The American Spectator
"Politics" by Grover Norquist

The Best and the Brightest


December 2005 - January 2006

CANDIDATES FOR THE Republican and Democratic nominations for the presidency in 2008 are wisely waiting to make formal announcements until after the November 2006 congressional elections, but the field is taking shape and some campaigns are already coming into focus.

The Democratic race is already scripted. New York Senator Hillary Clinton will be followed around the nation by six or seven emasculated senators. They'll pretend to run for president while actually auditioning for vice president. At the "debates" Hillary will sit front and center, her chair four inches higher than the others, while Senator John Kerry, Senator Evan Bayh, Virginia Governor Mark Warner, and former senator John Edwards say things like "I was thinking this morning how much I agree with Hillary Clinton's thoughts on this issue and how I admire her leadership ability... which reminds me that Joe Biden is an idiot." The seven dwarfs will kick each other under the table as they suck up to Hillary. It would be a dirty trick for someone in the establishment press to ask any of them the one question they dread, "So why would you be a better president than Hillary?"

Virginia Governor Mark Warner typifies the challenges facing those Dems who would run as "conservative" counterweights to a Hillary at the top of the ticket.
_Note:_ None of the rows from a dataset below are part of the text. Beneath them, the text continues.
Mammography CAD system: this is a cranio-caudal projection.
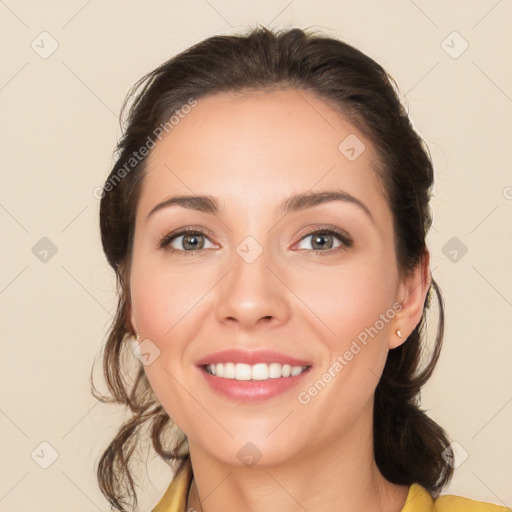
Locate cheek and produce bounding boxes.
[295,252,397,342]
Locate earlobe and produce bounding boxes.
[389,248,432,349]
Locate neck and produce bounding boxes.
[187,402,409,512]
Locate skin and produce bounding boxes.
[130,89,430,512]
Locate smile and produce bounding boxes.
[205,363,309,381]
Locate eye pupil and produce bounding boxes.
[183,234,204,249]
[312,235,332,249]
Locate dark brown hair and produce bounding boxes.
[93,27,453,511]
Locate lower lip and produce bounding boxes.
[199,367,311,402]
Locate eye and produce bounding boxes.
[299,228,353,254]
[158,229,217,254]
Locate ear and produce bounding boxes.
[389,248,432,349]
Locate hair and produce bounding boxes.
[91,26,453,511]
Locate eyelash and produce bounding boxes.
[158,227,353,256]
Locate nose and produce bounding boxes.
[216,250,291,331]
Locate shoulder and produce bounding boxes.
[401,483,512,512]
[434,494,512,512]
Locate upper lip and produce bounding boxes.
[196,348,311,366]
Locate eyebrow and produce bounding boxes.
[146,190,375,223]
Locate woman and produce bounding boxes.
[93,28,510,512]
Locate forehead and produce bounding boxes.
[137,88,389,229]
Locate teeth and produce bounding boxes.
[206,363,307,380]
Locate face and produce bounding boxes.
[130,89,414,465]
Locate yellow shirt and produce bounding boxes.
[151,459,512,512]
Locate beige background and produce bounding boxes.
[0,0,512,512]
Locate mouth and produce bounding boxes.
[201,362,311,381]
[196,349,313,404]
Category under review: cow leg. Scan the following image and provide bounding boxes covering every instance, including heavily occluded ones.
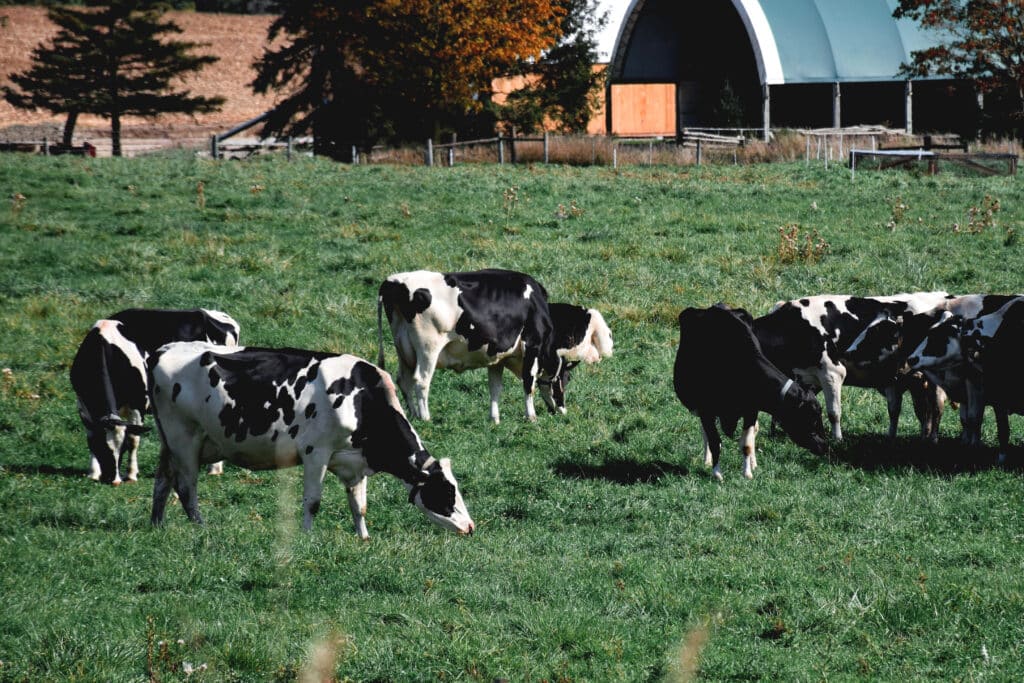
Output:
[739,414,761,479]
[395,360,420,418]
[962,380,985,446]
[345,477,370,541]
[700,415,722,481]
[487,364,505,425]
[700,422,712,467]
[882,384,901,441]
[410,349,440,422]
[910,380,946,443]
[302,458,331,531]
[121,409,142,481]
[522,347,541,422]
[821,366,846,441]
[150,443,174,526]
[992,408,1010,465]
[171,434,206,524]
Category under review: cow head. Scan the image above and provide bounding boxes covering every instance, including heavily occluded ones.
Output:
[906,311,964,370]
[409,458,476,533]
[774,381,828,456]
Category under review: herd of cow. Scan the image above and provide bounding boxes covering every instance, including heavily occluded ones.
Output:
[71,269,1024,539]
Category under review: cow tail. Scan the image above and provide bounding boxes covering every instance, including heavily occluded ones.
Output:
[377,293,385,370]
[97,330,120,422]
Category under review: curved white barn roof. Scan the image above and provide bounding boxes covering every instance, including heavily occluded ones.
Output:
[610,0,938,85]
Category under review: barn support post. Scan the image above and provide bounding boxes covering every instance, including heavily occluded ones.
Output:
[604,78,611,135]
[761,83,771,142]
[833,81,843,128]
[903,81,913,135]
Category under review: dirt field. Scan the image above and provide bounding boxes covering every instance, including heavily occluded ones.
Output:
[0,6,273,151]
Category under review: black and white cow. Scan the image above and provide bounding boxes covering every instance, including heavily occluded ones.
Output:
[907,295,1024,459]
[151,342,474,539]
[377,269,562,423]
[71,308,239,484]
[753,292,949,440]
[532,303,614,421]
[673,304,826,479]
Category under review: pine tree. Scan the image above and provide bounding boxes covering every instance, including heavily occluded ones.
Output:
[252,0,562,160]
[3,0,224,157]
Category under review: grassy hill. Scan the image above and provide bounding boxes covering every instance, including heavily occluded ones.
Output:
[0,156,1024,681]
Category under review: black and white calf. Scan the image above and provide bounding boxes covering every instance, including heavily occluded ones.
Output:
[754,292,948,440]
[151,342,474,539]
[71,308,239,484]
[907,295,1024,459]
[673,304,826,479]
[377,269,562,423]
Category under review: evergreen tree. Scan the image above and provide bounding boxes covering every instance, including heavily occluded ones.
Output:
[3,0,224,157]
[252,0,561,160]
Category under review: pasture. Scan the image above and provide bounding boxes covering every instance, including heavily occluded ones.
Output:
[0,155,1024,681]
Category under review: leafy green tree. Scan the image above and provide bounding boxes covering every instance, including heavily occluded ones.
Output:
[499,0,608,133]
[252,0,562,159]
[3,0,224,157]
[893,0,1024,134]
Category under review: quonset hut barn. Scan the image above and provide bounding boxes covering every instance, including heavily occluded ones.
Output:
[605,0,979,136]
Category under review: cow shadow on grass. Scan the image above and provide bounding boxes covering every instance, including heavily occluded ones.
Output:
[551,458,690,485]
[814,434,1024,476]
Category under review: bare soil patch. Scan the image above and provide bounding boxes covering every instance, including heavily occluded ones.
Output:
[0,5,274,141]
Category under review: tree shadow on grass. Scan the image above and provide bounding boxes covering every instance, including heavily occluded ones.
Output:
[819,434,1024,476]
[551,458,690,485]
[0,463,87,477]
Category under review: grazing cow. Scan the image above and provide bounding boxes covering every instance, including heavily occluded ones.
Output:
[151,342,474,539]
[844,294,1014,442]
[673,304,826,479]
[71,308,239,484]
[377,269,562,423]
[907,295,1024,462]
[536,303,613,415]
[753,292,948,440]
[962,299,1024,464]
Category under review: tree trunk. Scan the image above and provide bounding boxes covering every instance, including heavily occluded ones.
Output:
[61,112,78,147]
[111,112,121,157]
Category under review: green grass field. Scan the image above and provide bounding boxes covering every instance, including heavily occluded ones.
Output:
[0,155,1024,681]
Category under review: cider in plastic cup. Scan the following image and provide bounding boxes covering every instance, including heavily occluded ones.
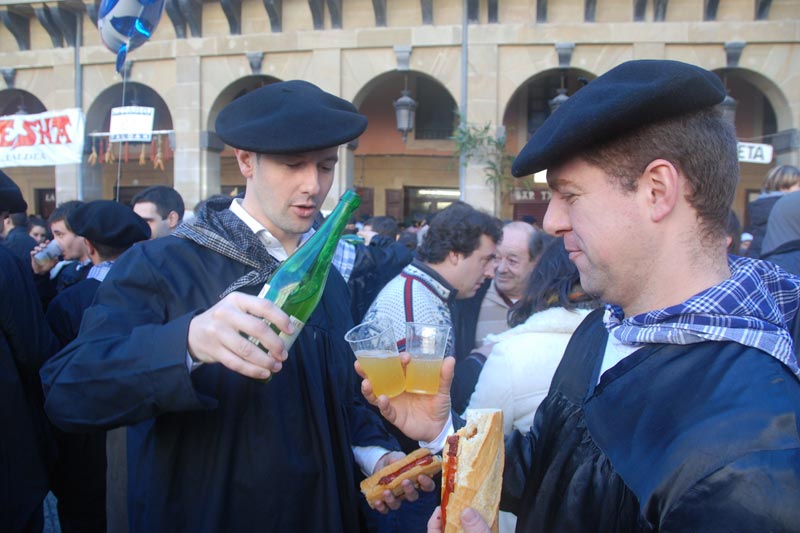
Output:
[406,354,443,394]
[356,350,405,398]
[406,322,450,394]
[344,316,405,397]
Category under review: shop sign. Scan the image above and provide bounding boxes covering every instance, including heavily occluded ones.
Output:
[737,143,772,165]
[511,189,553,204]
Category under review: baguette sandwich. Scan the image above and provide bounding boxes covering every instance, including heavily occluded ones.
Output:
[361,448,442,507]
[442,409,505,533]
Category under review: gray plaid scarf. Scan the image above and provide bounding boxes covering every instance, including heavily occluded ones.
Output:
[172,194,280,298]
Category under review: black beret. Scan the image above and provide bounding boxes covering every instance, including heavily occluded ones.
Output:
[67,200,150,248]
[511,60,726,177]
[0,170,28,213]
[216,80,367,154]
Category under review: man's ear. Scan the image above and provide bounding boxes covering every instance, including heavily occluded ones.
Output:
[233,148,258,178]
[447,252,461,266]
[167,211,181,229]
[639,159,681,222]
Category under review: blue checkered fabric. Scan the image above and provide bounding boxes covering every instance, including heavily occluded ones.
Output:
[605,255,800,379]
[333,239,356,281]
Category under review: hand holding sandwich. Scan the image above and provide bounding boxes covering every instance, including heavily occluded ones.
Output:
[428,507,491,533]
[355,353,456,442]
[361,449,442,513]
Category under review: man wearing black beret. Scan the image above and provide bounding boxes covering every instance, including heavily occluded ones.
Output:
[40,200,150,531]
[37,81,406,533]
[0,171,58,531]
[369,61,800,531]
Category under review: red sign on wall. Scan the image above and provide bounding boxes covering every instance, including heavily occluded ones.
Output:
[0,109,84,167]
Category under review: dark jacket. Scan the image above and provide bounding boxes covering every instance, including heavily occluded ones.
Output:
[501,310,800,532]
[3,227,36,269]
[0,246,58,532]
[42,236,397,532]
[347,235,414,324]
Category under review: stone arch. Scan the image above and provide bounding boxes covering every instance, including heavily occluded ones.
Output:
[353,70,458,153]
[0,89,47,117]
[502,68,596,154]
[352,70,458,221]
[206,74,281,131]
[206,74,281,196]
[714,68,795,142]
[83,82,175,203]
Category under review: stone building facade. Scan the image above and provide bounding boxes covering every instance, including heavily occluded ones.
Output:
[0,0,800,219]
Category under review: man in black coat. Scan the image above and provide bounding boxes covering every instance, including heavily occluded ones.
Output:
[46,200,150,533]
[0,171,58,532]
[3,212,36,263]
[41,81,417,533]
[362,61,800,531]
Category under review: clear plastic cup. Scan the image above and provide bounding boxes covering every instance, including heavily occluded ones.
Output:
[344,318,405,398]
[406,322,450,394]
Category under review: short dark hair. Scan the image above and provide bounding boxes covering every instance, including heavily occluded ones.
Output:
[28,215,50,230]
[508,238,600,327]
[417,201,503,265]
[364,217,398,239]
[131,185,185,220]
[47,200,83,231]
[397,230,417,252]
[579,107,739,238]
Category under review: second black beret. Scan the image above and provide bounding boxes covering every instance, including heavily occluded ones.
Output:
[216,80,367,154]
[511,59,725,177]
[67,200,150,248]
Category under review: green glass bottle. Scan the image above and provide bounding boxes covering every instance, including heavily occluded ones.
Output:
[248,186,361,366]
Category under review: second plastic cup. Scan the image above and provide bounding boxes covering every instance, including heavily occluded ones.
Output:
[406,322,450,394]
[344,318,405,398]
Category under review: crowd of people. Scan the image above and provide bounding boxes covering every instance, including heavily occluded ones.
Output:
[0,61,800,533]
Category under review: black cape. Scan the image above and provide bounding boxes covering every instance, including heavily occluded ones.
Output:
[46,276,106,533]
[42,237,397,532]
[46,278,100,348]
[0,246,58,531]
[501,310,800,531]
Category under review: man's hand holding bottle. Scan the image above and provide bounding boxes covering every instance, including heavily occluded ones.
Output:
[188,292,294,380]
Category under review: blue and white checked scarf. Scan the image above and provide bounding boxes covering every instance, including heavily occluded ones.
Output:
[172,193,279,299]
[604,255,800,379]
[332,239,356,282]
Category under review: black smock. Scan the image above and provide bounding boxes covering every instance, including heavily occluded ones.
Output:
[46,278,106,533]
[0,246,58,532]
[501,310,800,532]
[45,278,100,348]
[42,236,397,532]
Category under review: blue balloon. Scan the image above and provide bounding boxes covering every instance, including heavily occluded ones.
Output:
[97,0,166,72]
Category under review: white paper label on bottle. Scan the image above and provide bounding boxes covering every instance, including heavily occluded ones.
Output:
[247,316,306,351]
[279,316,306,351]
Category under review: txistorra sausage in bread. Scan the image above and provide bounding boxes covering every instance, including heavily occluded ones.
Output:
[442,409,505,533]
[361,448,442,506]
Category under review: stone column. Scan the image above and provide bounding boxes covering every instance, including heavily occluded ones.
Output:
[173,52,211,209]
[462,43,496,215]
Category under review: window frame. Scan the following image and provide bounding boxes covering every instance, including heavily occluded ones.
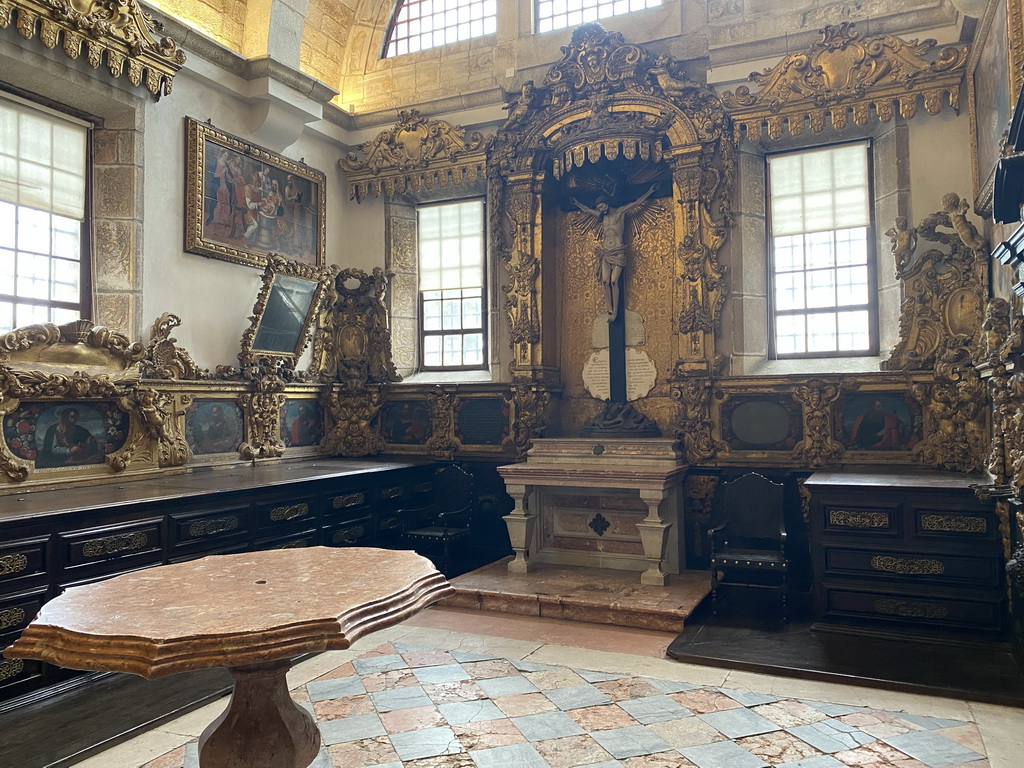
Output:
[416,197,490,374]
[764,136,880,360]
[0,88,96,328]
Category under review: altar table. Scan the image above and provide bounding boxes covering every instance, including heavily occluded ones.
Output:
[4,547,454,768]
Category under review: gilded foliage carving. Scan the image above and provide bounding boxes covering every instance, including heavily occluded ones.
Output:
[722,23,969,140]
[793,379,856,467]
[338,110,484,200]
[321,385,384,457]
[0,0,185,98]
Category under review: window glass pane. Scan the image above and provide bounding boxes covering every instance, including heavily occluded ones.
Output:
[385,0,498,57]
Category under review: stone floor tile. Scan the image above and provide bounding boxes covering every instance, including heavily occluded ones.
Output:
[591,725,672,760]
[413,664,469,683]
[369,687,433,712]
[361,670,420,693]
[462,658,519,680]
[697,708,778,752]
[736,731,821,765]
[680,741,768,768]
[399,648,458,667]
[493,693,558,718]
[319,715,387,745]
[452,718,526,752]
[306,677,367,701]
[568,703,638,732]
[390,726,465,761]
[437,699,505,725]
[647,718,727,750]
[884,731,985,768]
[352,653,409,675]
[380,705,447,733]
[545,683,611,710]
[534,734,611,768]
[313,696,377,721]
[594,677,666,701]
[476,675,544,698]
[669,688,742,715]
[327,736,398,768]
[423,680,487,703]
[510,712,584,741]
[471,743,550,768]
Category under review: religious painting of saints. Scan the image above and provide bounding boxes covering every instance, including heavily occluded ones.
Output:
[281,398,324,447]
[380,400,432,445]
[722,394,804,451]
[834,392,922,451]
[185,118,327,268]
[3,402,129,469]
[185,399,243,456]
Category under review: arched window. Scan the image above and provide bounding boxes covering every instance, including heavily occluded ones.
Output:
[537,0,662,32]
[384,0,498,58]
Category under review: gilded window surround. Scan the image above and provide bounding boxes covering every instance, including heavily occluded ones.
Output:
[0,0,185,98]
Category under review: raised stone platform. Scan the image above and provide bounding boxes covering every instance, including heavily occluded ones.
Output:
[441,558,711,632]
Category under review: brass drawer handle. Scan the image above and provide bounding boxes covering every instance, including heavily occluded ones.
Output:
[188,517,239,538]
[82,534,150,557]
[270,502,309,522]
[331,494,367,509]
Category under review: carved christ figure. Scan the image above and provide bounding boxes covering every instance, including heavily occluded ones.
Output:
[569,184,657,323]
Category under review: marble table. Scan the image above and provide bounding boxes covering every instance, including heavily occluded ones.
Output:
[4,547,454,768]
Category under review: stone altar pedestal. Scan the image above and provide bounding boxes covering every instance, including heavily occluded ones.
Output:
[498,437,686,586]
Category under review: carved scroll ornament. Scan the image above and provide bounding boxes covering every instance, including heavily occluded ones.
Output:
[722,23,969,140]
[0,0,185,98]
[338,110,484,200]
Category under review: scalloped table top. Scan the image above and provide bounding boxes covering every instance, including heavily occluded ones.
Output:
[4,547,454,678]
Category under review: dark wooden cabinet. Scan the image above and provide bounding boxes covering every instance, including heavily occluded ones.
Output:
[0,460,436,707]
[805,470,1006,633]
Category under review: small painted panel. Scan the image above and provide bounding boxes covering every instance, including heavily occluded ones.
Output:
[185,399,243,456]
[381,400,432,445]
[722,395,803,451]
[834,392,922,451]
[281,398,324,447]
[455,398,509,445]
[3,401,129,469]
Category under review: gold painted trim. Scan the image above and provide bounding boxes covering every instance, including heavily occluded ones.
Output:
[0,0,185,98]
[722,23,969,141]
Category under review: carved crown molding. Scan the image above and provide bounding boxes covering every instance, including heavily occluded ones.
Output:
[0,0,185,98]
[338,110,484,200]
[722,23,969,140]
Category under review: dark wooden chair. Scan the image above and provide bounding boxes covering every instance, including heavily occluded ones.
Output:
[708,472,790,622]
[398,464,476,574]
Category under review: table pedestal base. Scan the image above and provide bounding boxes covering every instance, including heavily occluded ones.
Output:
[199,660,321,768]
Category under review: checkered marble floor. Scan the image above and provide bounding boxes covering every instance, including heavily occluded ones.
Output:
[144,642,989,768]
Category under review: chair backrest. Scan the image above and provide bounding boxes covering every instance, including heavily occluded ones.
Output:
[714,472,785,544]
[433,464,473,517]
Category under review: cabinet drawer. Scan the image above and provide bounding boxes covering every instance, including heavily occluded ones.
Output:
[324,517,374,547]
[825,586,1002,630]
[822,504,900,536]
[171,505,249,549]
[57,518,162,570]
[256,499,316,529]
[825,547,999,587]
[0,536,49,593]
[913,508,999,542]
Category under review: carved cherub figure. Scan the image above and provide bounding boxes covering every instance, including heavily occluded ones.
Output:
[886,216,918,274]
[942,193,985,251]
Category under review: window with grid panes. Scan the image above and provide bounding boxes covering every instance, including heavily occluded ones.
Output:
[0,94,89,333]
[768,141,878,357]
[417,200,486,371]
[384,0,498,58]
[537,0,662,32]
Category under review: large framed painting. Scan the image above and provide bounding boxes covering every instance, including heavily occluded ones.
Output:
[185,118,327,267]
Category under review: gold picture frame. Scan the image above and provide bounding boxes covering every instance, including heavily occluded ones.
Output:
[184,118,327,267]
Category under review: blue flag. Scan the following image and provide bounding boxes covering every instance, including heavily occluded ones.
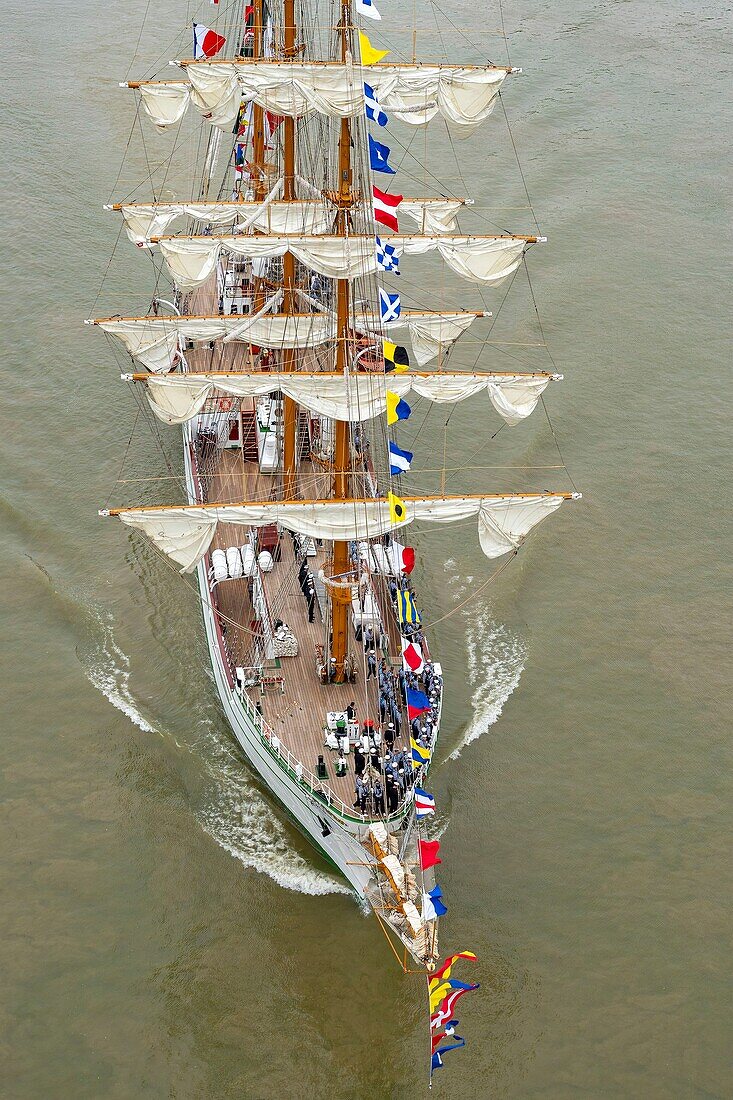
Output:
[369,134,395,176]
[364,81,390,127]
[379,287,402,325]
[390,440,413,477]
[430,1035,466,1075]
[428,886,444,919]
[374,237,400,275]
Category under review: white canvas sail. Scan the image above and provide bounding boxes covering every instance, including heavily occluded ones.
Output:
[140,371,558,425]
[158,235,534,290]
[116,494,568,573]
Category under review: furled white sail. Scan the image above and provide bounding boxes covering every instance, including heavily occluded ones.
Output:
[400,199,466,233]
[140,371,557,425]
[129,61,507,136]
[120,200,336,244]
[120,196,464,245]
[160,235,528,290]
[118,494,565,573]
[98,312,336,373]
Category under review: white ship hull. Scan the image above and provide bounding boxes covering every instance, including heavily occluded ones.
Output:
[184,428,431,898]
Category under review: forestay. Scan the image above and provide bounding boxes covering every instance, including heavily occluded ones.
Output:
[140,371,559,426]
[158,235,530,290]
[117,494,577,573]
[132,61,507,136]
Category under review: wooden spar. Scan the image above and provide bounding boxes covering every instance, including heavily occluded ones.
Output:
[105,191,473,211]
[93,309,492,325]
[249,0,267,314]
[170,60,512,72]
[124,371,562,389]
[150,232,547,244]
[283,0,298,501]
[100,492,581,516]
[328,0,353,683]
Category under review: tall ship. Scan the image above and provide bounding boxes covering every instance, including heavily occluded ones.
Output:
[88,0,579,1065]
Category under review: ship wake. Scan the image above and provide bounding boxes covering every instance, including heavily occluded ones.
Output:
[83,612,351,894]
Warner cannot run for president as an anti-tax conservative for the same reason that the Greeks did not conquer the rest of Asia Minor using the Trojan Horse ploy. It only works once. Mark Warner lied his way into the governor's office in Virginia by promising not to raise taxes and then pushed through a $2 billion tax hike. Such tricks only work once.

THE REPUBLICAN FIELD, on the other hand, is wide open. George W. Bush has, one hopes, started a trend by appointing a vice president with a health problem that precludes him from using the unearned perch at the Naval Observatory to step unchallenged into the White House.

Virginia Senator George Allen stands most comfortably in the center of the Reagan coalition. He is on good terms with taxpayers, pro-family activists, and gun owners. He was a governor and has a Reaganite voting record with demonstrated leadership on high-tech issues.

Massachusetts Governor Mitt Romney has the advantage of serving as governor in a state whose television footprint covers the population center of the first primary state, New Hampshire. This was very helpful to Michael Dukakis in 1988, Paul Tsongas in 1992, and John Kerry in 2004. Massachusetts governors also find it easy to swamp New Hampshire with volunteers who can live at home and drive to the state, rather than fly across the country, speak with regional accents, and pay hotel bills.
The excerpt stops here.